Last, to analyse the structural features of the pathological states of each APP, we developed a novel structural approach for the quantification and characterization of different conformational states of a protein directly in its cellular environment. The approach resulted in the identification of a set of conformotypic peptide markers, for the detection of the pathological and “healthy” forms of αSyn in a variety of biological samples, e.g. including patient specimens.

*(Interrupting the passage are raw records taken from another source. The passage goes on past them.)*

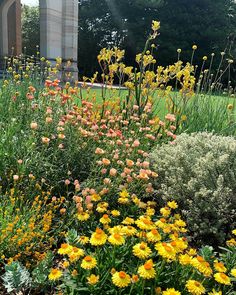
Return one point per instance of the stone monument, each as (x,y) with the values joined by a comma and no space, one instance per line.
(59,31)
(10,27)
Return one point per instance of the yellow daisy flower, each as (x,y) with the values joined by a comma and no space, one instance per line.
(194,287)
(201,265)
(214,292)
(219,266)
(83,216)
(93,279)
(233,272)
(185,259)
(147,270)
(166,251)
(105,219)
(128,221)
(98,238)
(55,274)
(165,211)
(124,194)
(141,250)
(145,223)
(121,279)
(76,254)
(83,240)
(171,291)
(129,230)
(88,262)
(116,239)
(172,205)
(115,213)
(65,249)
(153,236)
(222,278)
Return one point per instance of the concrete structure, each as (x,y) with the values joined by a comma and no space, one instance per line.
(59,31)
(10,27)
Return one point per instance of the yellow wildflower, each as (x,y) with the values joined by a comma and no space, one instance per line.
(83,216)
(194,287)
(98,238)
(142,250)
(153,236)
(171,291)
(55,274)
(116,239)
(88,262)
(222,278)
(121,279)
(92,279)
(147,270)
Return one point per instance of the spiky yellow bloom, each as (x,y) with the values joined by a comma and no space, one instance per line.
(134,278)
(124,194)
(165,211)
(116,239)
(233,272)
(65,249)
(89,262)
(201,265)
(93,279)
(123,200)
(155,25)
(194,287)
(96,198)
(98,238)
(147,270)
(105,219)
(171,291)
(180,223)
(115,213)
(83,240)
(179,244)
(214,292)
(129,230)
(222,278)
(55,274)
(153,236)
(83,216)
(75,254)
(172,205)
(219,266)
(145,223)
(166,251)
(128,221)
(185,259)
(121,279)
(161,223)
(141,250)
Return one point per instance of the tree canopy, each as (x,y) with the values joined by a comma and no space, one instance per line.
(125,23)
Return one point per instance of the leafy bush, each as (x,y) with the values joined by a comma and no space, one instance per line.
(199,171)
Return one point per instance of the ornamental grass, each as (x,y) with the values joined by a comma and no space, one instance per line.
(78,210)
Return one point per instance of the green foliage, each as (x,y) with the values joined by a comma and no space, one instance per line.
(16,278)
(30,29)
(41,272)
(199,171)
(209,113)
(209,24)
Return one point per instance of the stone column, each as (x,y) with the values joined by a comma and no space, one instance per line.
(10,27)
(59,31)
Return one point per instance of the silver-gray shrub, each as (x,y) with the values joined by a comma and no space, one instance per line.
(199,171)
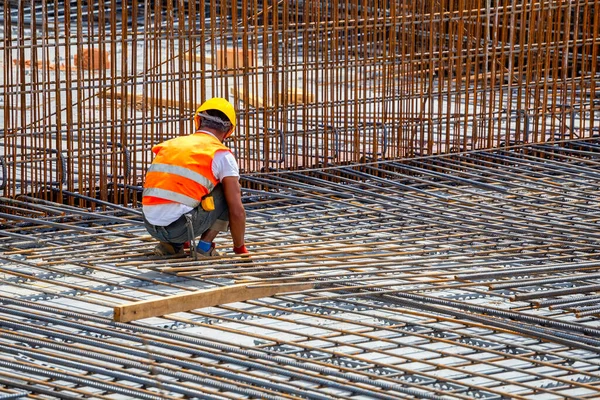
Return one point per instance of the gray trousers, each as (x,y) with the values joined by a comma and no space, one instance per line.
(179,231)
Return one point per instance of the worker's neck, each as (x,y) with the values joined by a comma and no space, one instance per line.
(216,134)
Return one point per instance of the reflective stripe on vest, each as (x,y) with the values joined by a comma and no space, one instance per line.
(184,172)
(170,195)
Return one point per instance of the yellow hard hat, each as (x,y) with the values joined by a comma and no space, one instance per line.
(220,104)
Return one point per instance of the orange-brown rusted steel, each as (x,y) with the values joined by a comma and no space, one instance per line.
(87,91)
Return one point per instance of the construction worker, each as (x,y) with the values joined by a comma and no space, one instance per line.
(192,187)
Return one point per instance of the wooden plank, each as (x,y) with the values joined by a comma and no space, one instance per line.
(203,298)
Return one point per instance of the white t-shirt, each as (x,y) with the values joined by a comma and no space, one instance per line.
(224,165)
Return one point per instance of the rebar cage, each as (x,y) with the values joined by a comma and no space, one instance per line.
(89,87)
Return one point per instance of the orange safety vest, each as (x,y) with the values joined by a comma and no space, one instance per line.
(181,172)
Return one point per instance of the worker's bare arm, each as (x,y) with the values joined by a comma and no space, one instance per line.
(237,214)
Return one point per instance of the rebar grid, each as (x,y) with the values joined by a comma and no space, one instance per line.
(470,275)
(314,82)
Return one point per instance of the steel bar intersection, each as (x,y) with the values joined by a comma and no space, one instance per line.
(465,276)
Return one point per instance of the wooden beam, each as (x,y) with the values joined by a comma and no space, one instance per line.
(202,298)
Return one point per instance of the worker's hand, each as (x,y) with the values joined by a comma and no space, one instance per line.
(241,250)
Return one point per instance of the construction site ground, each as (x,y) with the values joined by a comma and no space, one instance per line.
(464,276)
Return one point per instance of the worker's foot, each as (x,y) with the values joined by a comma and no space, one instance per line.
(168,249)
(212,252)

When I started the FoldTox project, I was about to setup my independent research group. Today the Picotti group includes 4 PhD students, 3 postdocs and a scientific lab manager and secured prestigious research funding, like the ERC Starting grant (1.5 Million Euro, starting after completion of FoldTox) or the Swiss National Science Foundation Professorship grant (1.5 Million CHF). Since its foundation and since the start of the FoldTox project we published 24 scientific articles, of which 13 without my post-doctoral supervisor. Four of the papers where I am corresponding author, and that are related to the FoldTox project, were published in journals with an impact factor above 23 (e.g. Feng et al., Nat Biotechnology, 2014, about the structural method described above; or Soste et al., Nat Methods 2014, about the sentinel screening).